図11は、本発明の実施の形態8に係る電力変換装置の構成を示す図である。実施の形態8における電力変換装置は、上述の実施の形態1におけるセル変換器100内に設けられた制御装置9を、セル変換器100内ではなく、外部に設け、接地電位に配置した点が実施の形態1と異なる。また、発光素子6と制御装置9との間にはゲート信号線10Kが接続され、受光素子7とゲート駆動装置3との間にはゲート信号線10Lが接続される。ゲート信号線10K,10Lは、制御装置9からのゲート信号をゲート駆動装置3に伝える。
【0108】
なお、
図11では、図の簡略化のために、セル変換器100aCの内部構成のみを図示しているが、セル変換器100bCおよびセル変換器100cCは、セル変換器100aCと同様の構成を有している。以下では、代表して、セル変換器100aCを、セル変換器100Cとして、その構成について説明する。
【0109】
また、
図11では、図の簡略化のために、セル変換器100aCに接続された光給電装置200aのみが図示されているが、セル変換器100bCには光給電装置200bが接続され、セル変換器100cCには光給電装置200cが接続されている。光給電装置200bおよび光給電装置200cは、光給電装置200aと同様の構成を有している。以下の説明においては、代表して、光給電装置200aの構成について説明する。
【0110】
実施の形態8においては、
図11に示すように、セル変換器100Cは、主回路20と、ゲート駆動装置3とを備えて構成されている。
【0111】
本実施の形態8では、発光素子6は、第一給電線5を介した外部電源4による電力だけでなく、ゲート信号線10Kを介した制御装置9のゲート信号も受け取る。発光素子6は、受信した電力およびゲート信号をそれぞれ光へと変換する。そして、受光素子7によってその光が受光される。受光素子7は、受光した光を、電力とゲート信号それぞれに再び変換し、第二給電線8とゲート信号線10Lとを介して、ゲート駆動装置3にそれぞれ送信する。
【0112】
以上の構成および動作により、制御装置9を接地電位に配置することができ、外部から制御をおこなうことが可能になる。
【0113】
以上のように、本実施の形態8においても、実施の形態1と同様に、発光素子6と受光素子7との間の絶縁を確保するようにしたので、接地電位にある外部電源4を用いて、主回路20の動作時に、セル変換器100Cに設けられた制御装置9およびゲート駆動装置3への給電を可能にすることができる。その結果、主回路20に高電圧を印加することなく、外部電源4から制御装置9およびゲート駆動装置3に給電を行うことができる。
【0114】
さらに、本実施の形態8においては、制御装置9を接地電位に配置するようにして、光給電装置200aを介して、電力とともに制御信号も同時に送信するようにしたので、制御信号を送信するシステムを別途設ける必要がなく、システムを小型化することが可能である。
【0115】
なお、実施の形態8は実施の形態2乃至7のいずれかと組み合わせることができる。
【0116】
実施の形態9.
図12は、本発明の実施の形態9に係る電力変換装置の構成を示す図である。実施の形態9に係る電力変換装置は、
図12に示すように、上述した実施の形態1における電力変換装置の構成に対して、生体検知部16と発光停止部17とを追加した点が、実施の形態1と異なる。他の構成および動作については、実施の形態1と同じであるため、ここでは、その説明を省略する。
【0117】
なお、
図12では、図の簡略化のために、セル変換器100aの内部構成のみを図示しているが、セル変換器100bおよびセル変換器100cは、セル変換器100aと同様の構成を有している。
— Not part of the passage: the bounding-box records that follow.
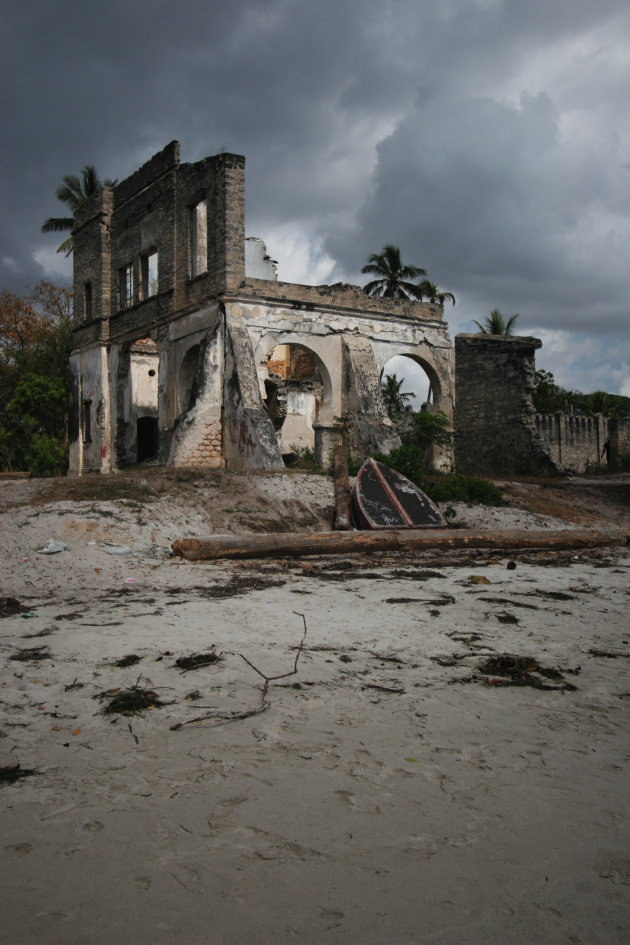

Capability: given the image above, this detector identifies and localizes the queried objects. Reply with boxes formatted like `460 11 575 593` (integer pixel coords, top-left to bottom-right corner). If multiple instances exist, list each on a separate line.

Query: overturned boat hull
352 459 446 529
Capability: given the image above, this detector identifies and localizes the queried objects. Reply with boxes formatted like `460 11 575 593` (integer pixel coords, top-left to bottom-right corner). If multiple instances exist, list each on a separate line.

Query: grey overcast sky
0 0 630 396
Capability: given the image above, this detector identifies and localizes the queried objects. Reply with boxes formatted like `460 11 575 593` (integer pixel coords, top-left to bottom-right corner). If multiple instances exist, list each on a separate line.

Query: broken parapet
454 335 561 476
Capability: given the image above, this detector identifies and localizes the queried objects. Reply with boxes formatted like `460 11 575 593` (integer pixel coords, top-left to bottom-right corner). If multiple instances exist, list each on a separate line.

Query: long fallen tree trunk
172 528 629 561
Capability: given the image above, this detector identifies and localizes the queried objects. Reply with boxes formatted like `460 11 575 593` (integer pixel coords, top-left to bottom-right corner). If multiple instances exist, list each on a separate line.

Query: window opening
81 400 92 443
190 200 208 278
120 263 133 308
140 250 158 299
83 282 92 319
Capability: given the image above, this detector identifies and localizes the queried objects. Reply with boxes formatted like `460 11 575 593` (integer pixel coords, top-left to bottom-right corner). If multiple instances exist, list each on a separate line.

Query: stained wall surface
70 142 453 474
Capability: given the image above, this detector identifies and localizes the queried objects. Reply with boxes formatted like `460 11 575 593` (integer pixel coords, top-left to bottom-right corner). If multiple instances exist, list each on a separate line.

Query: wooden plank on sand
172 528 629 561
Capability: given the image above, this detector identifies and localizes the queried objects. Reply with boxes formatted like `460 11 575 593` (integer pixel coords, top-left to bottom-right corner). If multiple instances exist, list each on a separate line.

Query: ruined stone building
70 142 454 475
69 141 630 475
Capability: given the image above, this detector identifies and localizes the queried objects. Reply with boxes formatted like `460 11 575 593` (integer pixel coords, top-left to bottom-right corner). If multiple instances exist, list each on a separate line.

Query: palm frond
42 217 72 233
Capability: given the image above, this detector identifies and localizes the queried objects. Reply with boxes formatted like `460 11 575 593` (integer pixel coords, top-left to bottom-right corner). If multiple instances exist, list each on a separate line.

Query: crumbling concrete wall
454 335 558 476
223 313 284 470
70 142 452 473
344 336 401 457
169 321 225 469
68 345 114 474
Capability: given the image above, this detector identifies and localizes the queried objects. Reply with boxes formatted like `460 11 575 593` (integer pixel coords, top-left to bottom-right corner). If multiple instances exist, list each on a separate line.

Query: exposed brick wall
179 420 223 469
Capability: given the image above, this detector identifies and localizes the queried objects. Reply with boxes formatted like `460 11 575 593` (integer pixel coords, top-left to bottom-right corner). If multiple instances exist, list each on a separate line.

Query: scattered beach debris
460 653 581 692
110 653 142 669
94 677 170 715
9 646 53 663
0 597 22 617
171 610 307 732
588 647 630 660
0 764 37 784
37 538 68 555
175 649 223 673
98 541 133 555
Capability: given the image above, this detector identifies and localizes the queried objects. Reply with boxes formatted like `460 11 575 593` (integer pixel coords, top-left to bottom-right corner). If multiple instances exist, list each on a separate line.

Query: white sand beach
0 473 630 945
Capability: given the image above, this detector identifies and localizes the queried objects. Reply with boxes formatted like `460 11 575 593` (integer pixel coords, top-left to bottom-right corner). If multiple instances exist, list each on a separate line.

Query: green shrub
374 446 505 506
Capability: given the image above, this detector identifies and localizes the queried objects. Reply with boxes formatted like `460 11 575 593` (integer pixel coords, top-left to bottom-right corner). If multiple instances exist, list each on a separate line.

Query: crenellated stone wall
534 413 608 472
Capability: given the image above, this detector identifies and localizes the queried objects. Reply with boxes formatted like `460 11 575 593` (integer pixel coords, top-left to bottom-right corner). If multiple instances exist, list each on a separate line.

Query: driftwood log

以下では、代表して、セル変換器100aを、セル変換器100として、その構成について説明する。
【0118】
また、
図12では、図の簡略化のために、セル変換器100aに接続された光給電装置200aのみが図示されているが、セル変換器100bには光給電装置200bが接続され、セル変換器100cには光給電装置200cが接続されている。光給電装置200bおよび光給電装置200cは、光給電装置200aと同様の構成を有している。以下の説明においては、代表して、光給電装置200aの構成について説明する。
【0119】
なお、生体検知部16と発光停止部17とは、それぞれ、1つのセル変換器100ごとに、1つずつ設けるようにしてもよいが、あるいは、複数のセル変換器100に対して、1つの生体検知部16および1つの発光停止部17を設けるようにしてもよい。
【0120】
生体検知部16は、電力変換装置の周囲に生体が存在した場合に、当該生体を検知して、検知信号を出力する。生体検知部16は、例えば、赤外線センサなどの生体が検知できる生体センサを備えて構成される。発光停止部17は、生体検知部16から検知信号を受信した場合に、発光素子6に対して停止信号を送信することで、発光素子6の発光を停止させる。
【0121】
本実施の形態9においては、電力変換装置の動作時、生体検知部16が、電力変換装置の周囲で生体を検知したとき、発光停止部17に検知信号を送信し、ただちに、発光素子6の発光を停止させることで、ゲート駆動装置3および制御装置9への電力供給を停止させる。電力供給が停止することで、スイッチング素子1P,1Nのスイッチがオフされ、セル変換器100の動作が停止する。
【0122】
以上の構成および動作により、接地電位が100kV以上の高電圧のセル変換器100を備える電力変換装置に対して、生体が近づいた状態で、電力変換装置が動作することを防ぎ、事故を防止する。
【0123】
以上のように、本実施の形態9においても、実施の形態1と同様に、発光素子6と受光素子7との間の絶縁を確保するようにしたので、接地電位にある外部電源4を用いて、主回路20の動作時に、セル変換器100に設けられた制御装置9およびゲート駆動装置3への給電を可能にすることができる。その結果、主回路20に高電圧を印加することなく、外部電源4から制御装置9およびゲート駆動装置3に給電を行うことができる。
【0124】
さらに、本実施の形態9においては、生体を検知する生体検知部16を設けて、電力変換装置の周囲に存在する生体を検知した場合に、ただちに、発光素子6の発光を停止させることで、ゲート駆動装置3および制御装置9への電力供給を停止させ、セル変換器100の動作を停止させるようにしたので、生体が近づいた状態で、電力変換装置が動作することを防ぎ、事故を防止する。
【0125】
なお、実施の形態9は実施の形態2乃至8のいずれかと組み合わせることができる。
【0126】
なお、実施の形態1〜9において、制御装置9は、コントローラを備えて構成されている。コントローラは、プロセッサとメモリとを備えている。制御装置9を構成する各部の機能は、ソフトウェア、ファームウェア、または、それらの組み合わせにより実現される。ソフトウェア及びファームウェアは、プログラムとして記述され、メモリに格納される。プロセッサは、メモリに記憶されたプログラムを読み出して実行することにより、制御装置9の各部の機能を実現する。また、ゲート駆動装置3は、スイッチング素子1P,1Nのゲートに適切な電圧を印加することを可能にする専用のハードウェアから構成されている。